Australia is represented in this race by the ultimate swimming odd couple: Kyle Chalmers and Cameron McEvoy. They could scarcely be more different if they were a cat and a dog.
Chalmers, 18, is still in school (and his classmates delighted in watching him win bronze as part of the 4 x 100m freestyle relay earlier this week). He still has half an eye on a career as an AFL player when he's done with this swimming business.
McEvoy, 22, is a budding physicist. He used part of a press conference here in Rio last week to talk about the dipole moments of biomolecules. He tweets kooky stuff like this.
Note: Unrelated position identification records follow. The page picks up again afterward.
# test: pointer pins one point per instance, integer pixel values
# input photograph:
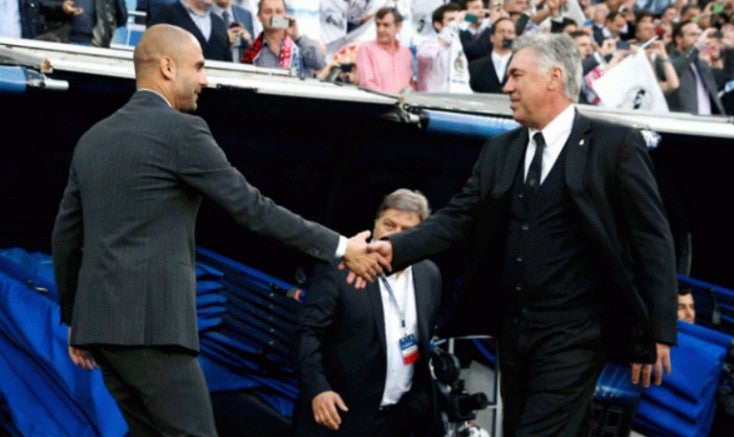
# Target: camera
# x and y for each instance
(280, 22)
(457, 405)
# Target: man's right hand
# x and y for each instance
(81, 357)
(362, 263)
(382, 248)
(325, 412)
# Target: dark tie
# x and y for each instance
(533, 178)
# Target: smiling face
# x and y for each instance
(527, 86)
(387, 29)
(190, 77)
(392, 221)
(268, 10)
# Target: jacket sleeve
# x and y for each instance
(315, 314)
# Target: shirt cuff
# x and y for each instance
(341, 248)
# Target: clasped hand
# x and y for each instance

I can't work out if all the buzz in the Olympic village is for the opening ceremony or the release of these results? https://t.co/zGX4f2y16Q
— Cameron McEvoy (@CameronMcEvoy) 5 de agosto de 2016
In person, Chalmers is all arms and legs. He had size 15 feet when he was just 13-years-old and his frame seems as wide as a doorway. McEvoy is no shorty at 185cm, but he's much more compact. He looks like a shrimp next to Chalmers.
Their racing styles are complete opposites too. Like all teenagers, Chalmers is slow to wake up. He was last at the 50m mark in his heat here in Rio, yet won it. He was seventh at the halfway mark of his semi, at which point even seasoned swimming watchers found themselves thinking 'uh-oh". But he won that race too.
McEvoy is more even-paced. He races near the lead and generally stays there.
Is Chalmers worried about his slow first laps? the Huffington Post Australia put that question to him overnight in Rio, and he answered in that typically unflappable happy-go-lucky way of his.
"That just how I swim," he said. "I swim to my strengths and my strengths is my back end. When I turn at the wall, I know I've got that back end.
"Those guys might have held a second in front of me at the turn [in the semi], but I worked my butt of to get on that wall in the end. So I'm happy where I'm at. But in the final, I'll work the first 50 a little more." God help the rest of the world if Kyle Chalmers swims a fast first 50 and backs it up with his usual blistering second 50. As for McEvoy, expect him to lead and -- hopefully -- stay there.
But of course, it likely won't be that easy. After a great first night at the Rio Olympic swimming competition -- when Mack Horton held off drug-tainted Chinese swimmer Sun Yang to win the 400m freestyle and the Campbell sisters anchored our golden women's 4 x 100m freestyle relay -- Australia has had some disappointments in the Rio pool.
World champions Mitch Larkin and Emily Seebohm both missed the podium in the 100m backstroke. There's no guarantees of anything in any race, especially one as keenly contested as this.
America's Nathan Adrian won this race at the London 2012 Games. He's the guy who beat James Magnussen by half a fingernail, or 0.01 of a second in technical terms. Yet Adrian almost bombed out in Rio. He was the slowest of all the semi final qualifiers. Then he blitzed his semi from lane one, narrowly beating McEvoy and qualifying fastest for today's final.
Will Adrian win again? Or will someone else do the business? This has not been a favourite's race in recent Olympics. But in the race of Australia's dreams, McEvoy leads with 25 metres to go and Chalmers churns through the water with those giant propellors he calls his limbs.
They hit the wall... and? We'll leave that up to your imagination.
One thing we can say for sure is these two are great mates. They're actually rooming together at the Rio Athletes' Village.
"I love Cam, he's probably one of my closer mates," Chalmers said. "We've got along really well living in the same apartment this week and sharing experiences, He's been a guy i can look up to and ask questions whenever I need to , so I'm very, very excited to be in the final with him."
We're excited too.
Meanwhile the women had their 100m freestyle heats today, and there were no surprises when Cate Campbell swam a new Olympic record of 52.78s to qualify fastest for the semis. Little sister Bronte came home strongly to post a time of 53.71s, qualify her in eighth spot for the semi-finals.